One of the highlights of Del Vecchio's year was his $653 million acquisition of SunglassHut, a U.S. chain with 1,734 outlets. The purchase has pumped up sales of Luxottica's popular shades, which are sold under a number of brand names, including Ray-Ban, Chanel, Yves Saint Laurent, Persol, Giorgio Armani, and Killer Loop. Together with earlier acquisitions of eyeglass retail chain LensCrafters and the eyewear division of Bausch & Lomb Inc., the deal has bolstered Del Vecchio's lead in the $87 billion world market for eyewear.

Ranked 43rd in Forbes's latest listing of the world's richest men, Del Vecchio built his eyeglass empire from scratch, starting in 1961 with a one-room factory and 12 workers. Today, Luxottica employs 35,000 workers worldwide and produces 65,000 pairs of glasses a day.
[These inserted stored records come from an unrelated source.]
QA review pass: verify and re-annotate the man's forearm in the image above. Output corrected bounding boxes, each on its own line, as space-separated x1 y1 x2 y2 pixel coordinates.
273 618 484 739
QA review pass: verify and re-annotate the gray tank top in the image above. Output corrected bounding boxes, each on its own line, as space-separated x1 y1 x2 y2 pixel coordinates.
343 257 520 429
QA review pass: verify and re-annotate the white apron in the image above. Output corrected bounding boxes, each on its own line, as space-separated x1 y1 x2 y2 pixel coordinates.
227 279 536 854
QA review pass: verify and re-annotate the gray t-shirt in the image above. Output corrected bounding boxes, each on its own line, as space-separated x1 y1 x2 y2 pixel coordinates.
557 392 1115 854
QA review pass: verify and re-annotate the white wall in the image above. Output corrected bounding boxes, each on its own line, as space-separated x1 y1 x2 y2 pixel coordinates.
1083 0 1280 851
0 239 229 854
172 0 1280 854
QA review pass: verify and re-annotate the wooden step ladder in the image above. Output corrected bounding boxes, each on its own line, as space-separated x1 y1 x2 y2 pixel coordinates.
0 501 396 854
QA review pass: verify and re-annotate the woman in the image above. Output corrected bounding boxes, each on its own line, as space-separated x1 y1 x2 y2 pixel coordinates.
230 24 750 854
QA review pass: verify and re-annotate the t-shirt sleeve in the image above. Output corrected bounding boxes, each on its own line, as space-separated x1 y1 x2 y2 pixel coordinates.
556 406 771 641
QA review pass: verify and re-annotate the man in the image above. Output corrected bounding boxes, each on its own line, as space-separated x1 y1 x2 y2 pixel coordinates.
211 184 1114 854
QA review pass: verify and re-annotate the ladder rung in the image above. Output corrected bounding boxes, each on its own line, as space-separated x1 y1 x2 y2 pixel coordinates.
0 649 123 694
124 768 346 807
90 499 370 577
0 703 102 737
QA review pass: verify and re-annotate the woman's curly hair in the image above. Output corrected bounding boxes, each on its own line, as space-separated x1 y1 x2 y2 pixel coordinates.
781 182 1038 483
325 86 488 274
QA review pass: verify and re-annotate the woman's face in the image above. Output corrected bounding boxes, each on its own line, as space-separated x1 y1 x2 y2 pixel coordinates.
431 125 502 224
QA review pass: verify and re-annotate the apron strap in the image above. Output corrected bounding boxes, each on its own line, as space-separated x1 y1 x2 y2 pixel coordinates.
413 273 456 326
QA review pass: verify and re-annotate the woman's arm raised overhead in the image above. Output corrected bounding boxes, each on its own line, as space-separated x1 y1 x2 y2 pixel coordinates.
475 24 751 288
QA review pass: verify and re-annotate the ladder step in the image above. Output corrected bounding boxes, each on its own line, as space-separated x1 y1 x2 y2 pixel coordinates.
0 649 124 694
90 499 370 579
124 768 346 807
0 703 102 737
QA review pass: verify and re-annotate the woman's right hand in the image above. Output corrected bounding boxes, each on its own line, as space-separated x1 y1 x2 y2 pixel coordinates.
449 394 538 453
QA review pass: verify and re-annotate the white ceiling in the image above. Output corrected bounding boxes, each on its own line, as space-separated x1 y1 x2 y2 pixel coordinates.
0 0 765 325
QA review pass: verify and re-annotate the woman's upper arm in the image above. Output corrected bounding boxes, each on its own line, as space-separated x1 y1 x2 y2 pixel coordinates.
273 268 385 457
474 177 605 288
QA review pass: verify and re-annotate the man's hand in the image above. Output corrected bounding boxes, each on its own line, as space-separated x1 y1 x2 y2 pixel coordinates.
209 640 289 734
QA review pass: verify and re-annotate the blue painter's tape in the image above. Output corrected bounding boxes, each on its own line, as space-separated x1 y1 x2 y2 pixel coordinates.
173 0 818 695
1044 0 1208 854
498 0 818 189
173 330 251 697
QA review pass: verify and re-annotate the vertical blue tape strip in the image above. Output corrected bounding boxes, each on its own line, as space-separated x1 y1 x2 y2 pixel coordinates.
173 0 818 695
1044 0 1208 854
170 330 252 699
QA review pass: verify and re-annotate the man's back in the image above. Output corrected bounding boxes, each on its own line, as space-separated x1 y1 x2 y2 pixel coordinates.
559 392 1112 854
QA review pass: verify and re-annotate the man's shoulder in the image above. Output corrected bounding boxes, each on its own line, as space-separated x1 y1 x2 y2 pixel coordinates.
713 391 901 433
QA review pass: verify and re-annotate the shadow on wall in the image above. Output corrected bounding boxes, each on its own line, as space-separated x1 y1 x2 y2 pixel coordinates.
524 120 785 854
The 67-year-old entrepreneur earned his success the hard way. Born into an impoverished Milanese family in 1935, Del Vecchio lost his father five months before his birth. Unable to make ends meet, his mother entrusted him to the care of nuns at age seven. Del Vecchio began working at 14 and has never stopped. He still clocks 14-hour workdays, whether at Luxottica's headquarters in Agordo, in the Italian Alps, or at one of the company's myriad offices around the world. One rare indulgence: occasional visits to New York's Metropolitan Museum of Art to admire antiques and paintings from medieval Europe. Del Vecchio runs his own museum. Located near the original Luxottica factory in Agordo, it houses one of the world's oldest collections of--you guessed it--spectacles.